Published: 8 December, 2011
by RICHARD OSLEY

You couldn’t make it up. The genie is out of the bottle, this book review will be a game-changing, hard-wired, smoking gun.

Or.

It.

Might.

Just.

Be.

A flatlining, damp squib.

Whichever, in a handful of opening words I have already mindlessly, thoughtlessly broken John Rentoul’s new rules of writing at least eight times.

Reporters be warned.

The Banned List – Rentoul’s new book subtitled A Manifesto Against Jargon And Cliché, literally a list of boring words too often used in the press and by politicians – is going to make ALL journalists feel a little small somewhere along the line, whichever paper you work for.

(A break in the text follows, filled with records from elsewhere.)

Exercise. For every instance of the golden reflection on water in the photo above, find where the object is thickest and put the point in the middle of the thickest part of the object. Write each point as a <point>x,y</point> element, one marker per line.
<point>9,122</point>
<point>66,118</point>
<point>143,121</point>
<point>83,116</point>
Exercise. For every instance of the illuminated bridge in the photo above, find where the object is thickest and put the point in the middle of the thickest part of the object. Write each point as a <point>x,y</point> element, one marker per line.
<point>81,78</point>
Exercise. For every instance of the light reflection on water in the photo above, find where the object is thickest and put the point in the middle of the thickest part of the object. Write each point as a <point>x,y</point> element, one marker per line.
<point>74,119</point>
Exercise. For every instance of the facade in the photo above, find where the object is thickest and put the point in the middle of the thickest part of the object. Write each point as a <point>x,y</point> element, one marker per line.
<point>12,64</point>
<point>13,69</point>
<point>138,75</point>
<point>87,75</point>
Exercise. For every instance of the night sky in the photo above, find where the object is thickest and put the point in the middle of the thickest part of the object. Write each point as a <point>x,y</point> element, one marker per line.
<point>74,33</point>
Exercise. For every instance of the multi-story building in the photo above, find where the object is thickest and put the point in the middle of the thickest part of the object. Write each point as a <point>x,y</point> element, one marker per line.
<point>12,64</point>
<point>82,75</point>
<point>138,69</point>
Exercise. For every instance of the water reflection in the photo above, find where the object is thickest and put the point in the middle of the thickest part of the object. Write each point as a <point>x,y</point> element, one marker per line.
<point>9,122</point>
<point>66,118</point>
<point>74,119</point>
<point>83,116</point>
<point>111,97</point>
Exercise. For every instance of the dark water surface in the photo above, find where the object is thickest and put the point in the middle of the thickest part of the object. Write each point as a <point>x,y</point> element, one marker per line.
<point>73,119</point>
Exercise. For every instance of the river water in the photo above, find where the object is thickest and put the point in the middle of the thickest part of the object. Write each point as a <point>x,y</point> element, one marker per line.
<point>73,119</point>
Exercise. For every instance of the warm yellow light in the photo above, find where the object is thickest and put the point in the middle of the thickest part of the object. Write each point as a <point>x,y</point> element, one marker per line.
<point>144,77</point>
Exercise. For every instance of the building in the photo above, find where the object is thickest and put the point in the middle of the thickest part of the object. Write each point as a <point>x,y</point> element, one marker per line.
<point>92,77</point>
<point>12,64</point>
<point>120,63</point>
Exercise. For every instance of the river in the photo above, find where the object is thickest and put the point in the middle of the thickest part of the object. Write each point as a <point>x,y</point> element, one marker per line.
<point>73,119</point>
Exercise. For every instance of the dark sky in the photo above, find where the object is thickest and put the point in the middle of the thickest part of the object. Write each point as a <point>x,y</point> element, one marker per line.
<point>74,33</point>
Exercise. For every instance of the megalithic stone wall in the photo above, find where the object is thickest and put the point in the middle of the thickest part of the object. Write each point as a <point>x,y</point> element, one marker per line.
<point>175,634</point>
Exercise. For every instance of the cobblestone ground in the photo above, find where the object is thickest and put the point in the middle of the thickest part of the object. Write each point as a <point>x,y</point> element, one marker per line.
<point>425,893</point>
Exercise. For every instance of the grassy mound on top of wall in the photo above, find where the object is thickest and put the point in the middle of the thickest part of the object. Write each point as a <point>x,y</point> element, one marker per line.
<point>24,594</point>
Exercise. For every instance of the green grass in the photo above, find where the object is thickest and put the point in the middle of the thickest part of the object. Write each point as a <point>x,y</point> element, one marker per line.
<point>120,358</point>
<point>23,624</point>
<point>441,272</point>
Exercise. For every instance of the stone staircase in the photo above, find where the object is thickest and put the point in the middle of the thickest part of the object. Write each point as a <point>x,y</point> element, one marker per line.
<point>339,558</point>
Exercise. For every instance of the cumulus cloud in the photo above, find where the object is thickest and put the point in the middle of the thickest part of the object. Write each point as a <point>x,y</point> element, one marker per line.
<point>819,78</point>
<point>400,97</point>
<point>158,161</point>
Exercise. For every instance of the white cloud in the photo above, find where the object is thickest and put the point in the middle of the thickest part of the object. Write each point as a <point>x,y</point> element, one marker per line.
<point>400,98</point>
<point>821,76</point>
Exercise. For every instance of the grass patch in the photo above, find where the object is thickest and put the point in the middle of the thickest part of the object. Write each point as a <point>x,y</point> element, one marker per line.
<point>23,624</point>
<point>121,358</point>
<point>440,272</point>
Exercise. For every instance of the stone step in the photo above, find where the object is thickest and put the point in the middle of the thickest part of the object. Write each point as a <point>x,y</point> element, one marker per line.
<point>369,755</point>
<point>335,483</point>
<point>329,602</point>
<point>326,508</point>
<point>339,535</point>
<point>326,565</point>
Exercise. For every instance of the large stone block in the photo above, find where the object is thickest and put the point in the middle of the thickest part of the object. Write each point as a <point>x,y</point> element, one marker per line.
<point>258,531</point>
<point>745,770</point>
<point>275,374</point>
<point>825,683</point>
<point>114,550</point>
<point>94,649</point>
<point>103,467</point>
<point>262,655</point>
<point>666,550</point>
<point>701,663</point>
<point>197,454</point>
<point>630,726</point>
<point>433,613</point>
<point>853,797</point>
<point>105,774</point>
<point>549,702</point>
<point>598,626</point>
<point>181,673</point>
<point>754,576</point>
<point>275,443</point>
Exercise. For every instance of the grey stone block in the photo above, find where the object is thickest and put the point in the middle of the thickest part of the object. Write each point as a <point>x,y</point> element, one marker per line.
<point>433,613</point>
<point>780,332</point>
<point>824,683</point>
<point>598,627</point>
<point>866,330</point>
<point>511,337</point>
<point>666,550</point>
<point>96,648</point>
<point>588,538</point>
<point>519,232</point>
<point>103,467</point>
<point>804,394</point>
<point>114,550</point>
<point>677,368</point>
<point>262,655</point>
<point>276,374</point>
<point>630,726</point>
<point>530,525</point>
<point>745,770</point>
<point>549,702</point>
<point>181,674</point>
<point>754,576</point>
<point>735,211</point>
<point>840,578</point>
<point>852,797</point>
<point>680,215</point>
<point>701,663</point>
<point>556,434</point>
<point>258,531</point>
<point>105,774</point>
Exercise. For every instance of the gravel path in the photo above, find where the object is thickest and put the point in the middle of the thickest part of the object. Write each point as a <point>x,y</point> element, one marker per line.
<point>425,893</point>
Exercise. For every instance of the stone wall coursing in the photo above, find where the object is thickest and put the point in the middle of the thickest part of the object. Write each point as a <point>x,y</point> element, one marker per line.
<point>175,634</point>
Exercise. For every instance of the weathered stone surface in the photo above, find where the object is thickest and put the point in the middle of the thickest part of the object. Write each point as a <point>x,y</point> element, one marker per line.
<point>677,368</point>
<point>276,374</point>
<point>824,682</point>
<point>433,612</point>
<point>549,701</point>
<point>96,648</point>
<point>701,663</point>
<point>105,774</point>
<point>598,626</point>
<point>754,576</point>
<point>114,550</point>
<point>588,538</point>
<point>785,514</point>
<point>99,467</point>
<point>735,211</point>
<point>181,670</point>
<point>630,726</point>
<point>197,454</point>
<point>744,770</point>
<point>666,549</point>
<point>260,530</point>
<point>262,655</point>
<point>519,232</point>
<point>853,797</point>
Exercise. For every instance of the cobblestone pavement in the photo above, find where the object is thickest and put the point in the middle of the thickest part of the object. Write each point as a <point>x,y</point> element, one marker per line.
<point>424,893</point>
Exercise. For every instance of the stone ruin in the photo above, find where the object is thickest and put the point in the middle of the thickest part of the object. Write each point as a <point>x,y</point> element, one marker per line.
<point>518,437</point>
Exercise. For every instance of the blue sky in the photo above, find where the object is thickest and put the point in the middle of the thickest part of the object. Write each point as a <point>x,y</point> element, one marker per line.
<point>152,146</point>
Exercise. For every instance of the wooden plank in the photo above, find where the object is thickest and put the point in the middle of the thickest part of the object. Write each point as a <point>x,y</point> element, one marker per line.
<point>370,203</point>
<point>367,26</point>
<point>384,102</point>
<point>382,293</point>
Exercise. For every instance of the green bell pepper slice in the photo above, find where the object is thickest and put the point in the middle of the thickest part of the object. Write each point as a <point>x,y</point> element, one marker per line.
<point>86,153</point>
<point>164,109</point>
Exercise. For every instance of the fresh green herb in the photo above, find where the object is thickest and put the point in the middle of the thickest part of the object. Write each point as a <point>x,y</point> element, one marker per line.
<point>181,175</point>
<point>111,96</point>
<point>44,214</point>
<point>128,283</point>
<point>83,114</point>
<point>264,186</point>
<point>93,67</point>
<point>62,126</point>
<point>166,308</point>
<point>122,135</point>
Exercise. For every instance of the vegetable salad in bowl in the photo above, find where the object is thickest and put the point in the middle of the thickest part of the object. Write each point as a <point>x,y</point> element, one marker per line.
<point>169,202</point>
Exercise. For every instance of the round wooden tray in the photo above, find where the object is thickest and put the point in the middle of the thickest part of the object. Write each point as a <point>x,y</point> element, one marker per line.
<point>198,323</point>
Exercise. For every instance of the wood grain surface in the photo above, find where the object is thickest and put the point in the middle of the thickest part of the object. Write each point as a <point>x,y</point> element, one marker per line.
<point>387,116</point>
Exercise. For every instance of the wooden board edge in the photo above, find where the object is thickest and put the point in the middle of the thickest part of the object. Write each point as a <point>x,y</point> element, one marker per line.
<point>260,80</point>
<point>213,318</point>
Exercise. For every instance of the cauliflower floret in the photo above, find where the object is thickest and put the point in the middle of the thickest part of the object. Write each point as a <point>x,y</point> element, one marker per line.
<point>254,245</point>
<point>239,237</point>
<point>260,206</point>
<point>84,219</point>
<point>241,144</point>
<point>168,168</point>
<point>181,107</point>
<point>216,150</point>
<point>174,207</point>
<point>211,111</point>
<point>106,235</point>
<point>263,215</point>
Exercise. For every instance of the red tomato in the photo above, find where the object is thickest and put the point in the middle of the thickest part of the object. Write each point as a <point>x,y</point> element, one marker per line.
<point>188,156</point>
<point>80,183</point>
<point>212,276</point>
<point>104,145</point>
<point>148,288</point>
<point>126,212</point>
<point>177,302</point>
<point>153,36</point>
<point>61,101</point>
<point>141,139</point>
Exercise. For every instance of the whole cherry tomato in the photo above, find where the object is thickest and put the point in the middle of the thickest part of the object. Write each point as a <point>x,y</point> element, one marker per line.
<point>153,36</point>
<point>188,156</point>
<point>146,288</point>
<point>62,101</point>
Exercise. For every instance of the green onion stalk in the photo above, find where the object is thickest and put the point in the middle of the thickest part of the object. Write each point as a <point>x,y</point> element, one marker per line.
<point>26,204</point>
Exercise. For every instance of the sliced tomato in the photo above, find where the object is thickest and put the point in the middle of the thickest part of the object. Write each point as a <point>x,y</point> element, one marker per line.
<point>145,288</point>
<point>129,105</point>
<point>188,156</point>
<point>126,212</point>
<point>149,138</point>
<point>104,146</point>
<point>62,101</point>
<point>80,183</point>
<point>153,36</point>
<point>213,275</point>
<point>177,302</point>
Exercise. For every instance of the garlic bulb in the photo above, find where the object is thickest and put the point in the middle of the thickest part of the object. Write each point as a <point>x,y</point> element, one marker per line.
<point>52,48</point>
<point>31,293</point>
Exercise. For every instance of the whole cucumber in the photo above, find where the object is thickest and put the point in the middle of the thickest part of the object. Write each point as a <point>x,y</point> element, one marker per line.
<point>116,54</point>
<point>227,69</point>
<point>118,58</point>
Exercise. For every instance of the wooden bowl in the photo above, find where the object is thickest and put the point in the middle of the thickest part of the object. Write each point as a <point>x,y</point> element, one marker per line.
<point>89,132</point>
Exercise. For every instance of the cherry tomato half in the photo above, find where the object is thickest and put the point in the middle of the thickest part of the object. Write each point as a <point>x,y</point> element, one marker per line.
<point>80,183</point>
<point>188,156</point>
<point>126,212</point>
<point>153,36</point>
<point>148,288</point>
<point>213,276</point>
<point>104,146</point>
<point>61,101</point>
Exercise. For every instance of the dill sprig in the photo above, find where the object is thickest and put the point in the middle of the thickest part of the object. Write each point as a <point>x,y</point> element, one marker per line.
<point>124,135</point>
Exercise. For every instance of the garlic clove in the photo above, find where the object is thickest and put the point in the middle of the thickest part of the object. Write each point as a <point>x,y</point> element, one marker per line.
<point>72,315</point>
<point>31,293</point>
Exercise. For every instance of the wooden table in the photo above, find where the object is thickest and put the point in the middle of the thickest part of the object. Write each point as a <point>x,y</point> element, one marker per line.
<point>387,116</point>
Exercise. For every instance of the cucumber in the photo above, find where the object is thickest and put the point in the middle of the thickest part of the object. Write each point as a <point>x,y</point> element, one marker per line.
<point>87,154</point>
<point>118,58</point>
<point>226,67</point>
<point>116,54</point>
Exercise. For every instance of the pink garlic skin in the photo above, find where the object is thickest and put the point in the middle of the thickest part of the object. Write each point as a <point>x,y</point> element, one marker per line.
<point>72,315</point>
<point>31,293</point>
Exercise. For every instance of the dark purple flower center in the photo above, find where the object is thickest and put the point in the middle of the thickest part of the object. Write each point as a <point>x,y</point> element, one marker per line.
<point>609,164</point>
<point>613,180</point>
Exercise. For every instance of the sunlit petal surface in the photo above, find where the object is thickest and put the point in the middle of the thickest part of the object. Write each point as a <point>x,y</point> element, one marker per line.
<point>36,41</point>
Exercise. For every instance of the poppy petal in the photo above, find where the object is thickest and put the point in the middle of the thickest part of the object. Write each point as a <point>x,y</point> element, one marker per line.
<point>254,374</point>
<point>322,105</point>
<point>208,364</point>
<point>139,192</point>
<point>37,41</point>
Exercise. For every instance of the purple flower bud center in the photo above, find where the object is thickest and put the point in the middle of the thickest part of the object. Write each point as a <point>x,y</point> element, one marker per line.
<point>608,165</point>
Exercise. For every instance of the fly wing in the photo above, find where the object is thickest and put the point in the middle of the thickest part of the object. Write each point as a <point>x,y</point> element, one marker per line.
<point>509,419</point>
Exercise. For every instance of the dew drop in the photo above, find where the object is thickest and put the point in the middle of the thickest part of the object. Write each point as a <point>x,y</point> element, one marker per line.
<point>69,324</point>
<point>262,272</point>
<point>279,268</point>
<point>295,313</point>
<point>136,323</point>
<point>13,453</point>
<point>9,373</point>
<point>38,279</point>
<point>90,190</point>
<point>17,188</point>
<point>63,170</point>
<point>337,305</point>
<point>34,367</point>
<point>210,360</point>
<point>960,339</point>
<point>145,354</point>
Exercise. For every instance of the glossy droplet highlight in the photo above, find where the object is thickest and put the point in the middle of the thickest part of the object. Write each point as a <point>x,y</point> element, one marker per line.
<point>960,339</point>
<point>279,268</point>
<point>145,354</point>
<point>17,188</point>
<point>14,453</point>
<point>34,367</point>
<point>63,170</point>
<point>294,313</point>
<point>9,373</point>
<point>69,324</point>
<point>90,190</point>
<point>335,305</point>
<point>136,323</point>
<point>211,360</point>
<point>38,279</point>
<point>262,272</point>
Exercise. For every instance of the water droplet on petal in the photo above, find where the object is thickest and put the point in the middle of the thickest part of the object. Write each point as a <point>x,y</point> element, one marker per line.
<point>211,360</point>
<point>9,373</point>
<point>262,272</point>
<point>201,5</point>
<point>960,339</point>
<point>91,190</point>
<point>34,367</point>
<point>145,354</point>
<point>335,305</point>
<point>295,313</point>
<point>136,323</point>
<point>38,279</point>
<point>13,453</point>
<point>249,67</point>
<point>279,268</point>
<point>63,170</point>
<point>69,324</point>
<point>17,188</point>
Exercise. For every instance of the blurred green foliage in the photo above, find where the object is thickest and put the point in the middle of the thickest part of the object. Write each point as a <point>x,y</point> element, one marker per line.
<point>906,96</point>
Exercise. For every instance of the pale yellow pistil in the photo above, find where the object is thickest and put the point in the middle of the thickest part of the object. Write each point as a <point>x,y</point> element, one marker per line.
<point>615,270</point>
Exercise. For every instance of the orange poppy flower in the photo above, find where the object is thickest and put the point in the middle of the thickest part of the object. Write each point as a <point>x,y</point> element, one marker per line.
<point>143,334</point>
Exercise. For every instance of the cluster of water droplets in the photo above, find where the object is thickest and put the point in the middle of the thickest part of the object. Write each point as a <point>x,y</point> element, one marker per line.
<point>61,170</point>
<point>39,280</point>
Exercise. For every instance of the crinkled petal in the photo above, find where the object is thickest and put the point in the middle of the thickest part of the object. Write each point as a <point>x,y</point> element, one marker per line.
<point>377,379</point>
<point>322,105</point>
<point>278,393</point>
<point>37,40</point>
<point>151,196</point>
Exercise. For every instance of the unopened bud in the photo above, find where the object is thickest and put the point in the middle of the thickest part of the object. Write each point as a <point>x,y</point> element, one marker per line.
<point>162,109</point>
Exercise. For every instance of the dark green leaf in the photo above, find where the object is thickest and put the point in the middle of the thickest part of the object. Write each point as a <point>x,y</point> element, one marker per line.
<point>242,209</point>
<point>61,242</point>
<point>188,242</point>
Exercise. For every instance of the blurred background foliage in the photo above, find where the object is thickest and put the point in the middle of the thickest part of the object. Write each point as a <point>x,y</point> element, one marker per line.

All of us will clip through these 100 pages (that’s stocking filler length) feeling accused at some point of dulling down your lives with the overuse of familiar words and phrases.

This is a good charge, some might say, for journalists, who  tend to be know-it-alls with egos the size of Everest, but if the list of banned words here was prosecutable then it wouldn’t just be the phone hackers heading to jail.

We’d all be banged up in the cliché clink.

I know I’ve used “state of the art” to describe a new building in Camden once or twice in this paper, and I’d plead guilty to typing out “a raft of protests” and “war of words” before.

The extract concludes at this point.